Saturday, April 07, 2007


For Proctor and Gamble, Innovation is our life blood
Mar 3, 2006
By: Amy Rowell
Innovate Forum

This brief summary is rich with insight on how a major corporation is driving growth through innovation. It all starts from the top!!
Happy holidays to all!




Leading consumer packaged goods manufacturer Procter & Gamble has an impressive history of successfully launching -- and profiting from -- a vast array of new products every year. And, until recently, the company itself might argue that these products were the result of the diligent research efforts of an especially well-honed internal R&D team. But CEO A.G. Lafley brought a different mindset to the company when he arrived in 2000. Under his leadership, the company has shifted from a product development strategy that once relied on a high-powered R&D organization to one that capitalizes on a new approach, appropriately called, ”Connect and Develop”, or C&D.



First – some background on the “open innovation” model, which forms the basis for P&G’s Connect and Develop strategy. Several years ago, Harvard Business School professor Henry W. Chesbrough unveiled a rather unorthodox view regarding traditional product development in his book, Open Innovation: The New Imperative for Creating and Profiting from Technology. According to Chesbrough, in today’s information-rich environment, companies can no longer afford to rely entirely on their own ideas to advance their business. Instead, they can – and indeed, must – leverage both internal AND external sources of ideas, tapping into the rich knowledge base of information available not only outside the walls of R&D, but outside the walls of the company itself.

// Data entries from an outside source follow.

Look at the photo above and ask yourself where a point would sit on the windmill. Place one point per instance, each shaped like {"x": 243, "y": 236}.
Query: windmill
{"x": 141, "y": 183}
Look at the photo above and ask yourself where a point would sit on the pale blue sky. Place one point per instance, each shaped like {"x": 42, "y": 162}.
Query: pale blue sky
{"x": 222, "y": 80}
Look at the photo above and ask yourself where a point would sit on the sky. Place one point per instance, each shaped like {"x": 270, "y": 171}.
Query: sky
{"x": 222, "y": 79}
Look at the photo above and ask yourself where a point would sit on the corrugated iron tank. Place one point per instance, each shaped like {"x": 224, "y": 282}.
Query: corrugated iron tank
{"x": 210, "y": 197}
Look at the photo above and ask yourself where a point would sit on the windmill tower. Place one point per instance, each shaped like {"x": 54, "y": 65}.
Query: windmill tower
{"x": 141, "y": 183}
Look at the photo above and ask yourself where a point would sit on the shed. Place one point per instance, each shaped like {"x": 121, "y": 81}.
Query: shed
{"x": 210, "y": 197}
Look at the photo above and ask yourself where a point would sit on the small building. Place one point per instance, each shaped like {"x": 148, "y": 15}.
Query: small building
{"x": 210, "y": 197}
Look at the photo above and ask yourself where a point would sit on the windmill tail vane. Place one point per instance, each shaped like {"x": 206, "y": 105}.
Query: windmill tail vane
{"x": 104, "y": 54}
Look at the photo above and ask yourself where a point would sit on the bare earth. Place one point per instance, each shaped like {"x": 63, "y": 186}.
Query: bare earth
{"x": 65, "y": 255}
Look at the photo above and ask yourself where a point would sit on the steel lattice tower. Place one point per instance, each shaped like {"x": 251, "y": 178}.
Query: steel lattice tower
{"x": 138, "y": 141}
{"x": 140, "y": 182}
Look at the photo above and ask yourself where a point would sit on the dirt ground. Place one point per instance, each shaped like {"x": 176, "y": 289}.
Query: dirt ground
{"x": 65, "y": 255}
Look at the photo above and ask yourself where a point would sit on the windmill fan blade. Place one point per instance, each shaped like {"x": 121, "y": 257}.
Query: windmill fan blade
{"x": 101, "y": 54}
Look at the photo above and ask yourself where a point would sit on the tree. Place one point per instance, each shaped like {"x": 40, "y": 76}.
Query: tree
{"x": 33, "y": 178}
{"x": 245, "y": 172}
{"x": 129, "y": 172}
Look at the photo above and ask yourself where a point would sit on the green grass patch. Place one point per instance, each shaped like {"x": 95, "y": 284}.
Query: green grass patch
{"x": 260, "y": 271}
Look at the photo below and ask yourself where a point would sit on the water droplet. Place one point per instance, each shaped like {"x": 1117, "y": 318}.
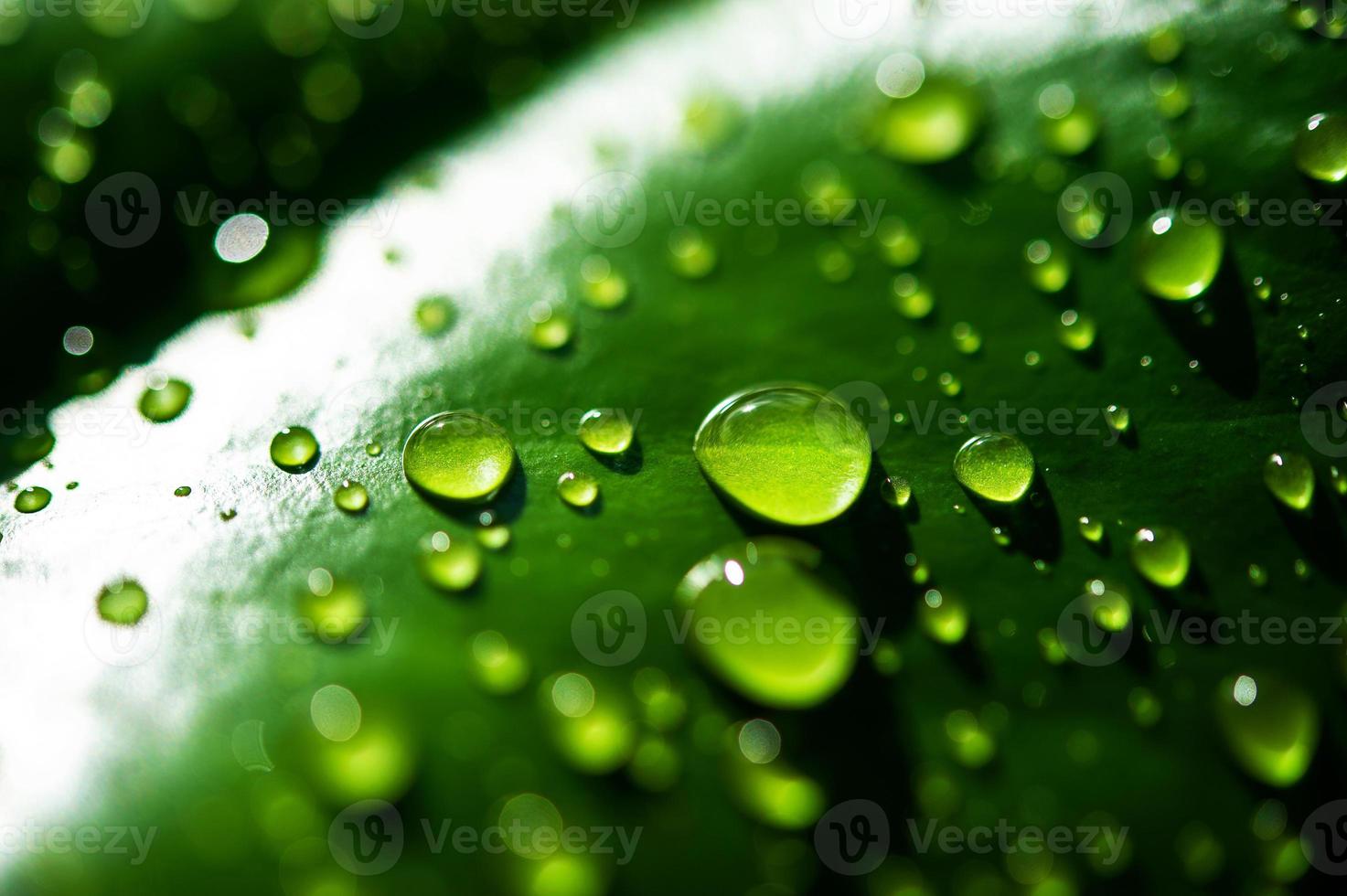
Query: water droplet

Based on this philosophy, Lafley has since taken the bold stance that P&G should strive to acquire 50 percent of its innovations outside the company. To accomplish this, today the company collaborates with organizations around the world, “systematically searching for proven technologies, packages and products that we can improve, scale up, and market, either on our own or in partnership with other companies,” (CRITICAL CONCEPT) says Larry Huston, P&G’s vice president for innovation and knowledge. Indeed, through Connect and Develop, P&G has successfully brought to market a number of new products already, including: Olay Regenerist, Swiffer Dusters, and the Crest Spinbrush, according a recent article in the Harvard Business Review.



As Jeff Weedman, vice president of external business development at P&G explained in a recent interview, “for Procter & Gamble, innovation is our life blood. Our senior management says it, repeats it, and our organization lives it.(IT HAS TO START FROM THE TOP) A lot of times, I hear about organizations that have set up innovation incubators. At P&G, we’ve clearly set the tone that innovation is everybody’s work. When you do that, you not only have people looking at the work that they do, but they’re also more receptive to ideas coming from other places, whether it’s inside P&G, or outside P&G.”(A CRITICAL ISSUE – HOW TO ORGANIZE FOR INNOVATION AND GROWTH)




Another important lesson that P&G has learned about innovation? Be careful about what you measure.(SEARCH YOUR CORPORATE SOUL FOR THE TRULY MEANINGFUL METRICS YOU GET WHAT YOU MEASURE) Advises Weedman, “If you use metrics that measure, for example, the number of patents you’ve got, then you can get an awful lot of patents, but patents don’t pay the bills. They don’t drive the revenue. So, it’s the conversion of ideas to commercially marketable, consumer-accepted products that P&G focuses on.”

Real words of wisdom from a truly innovative market leader.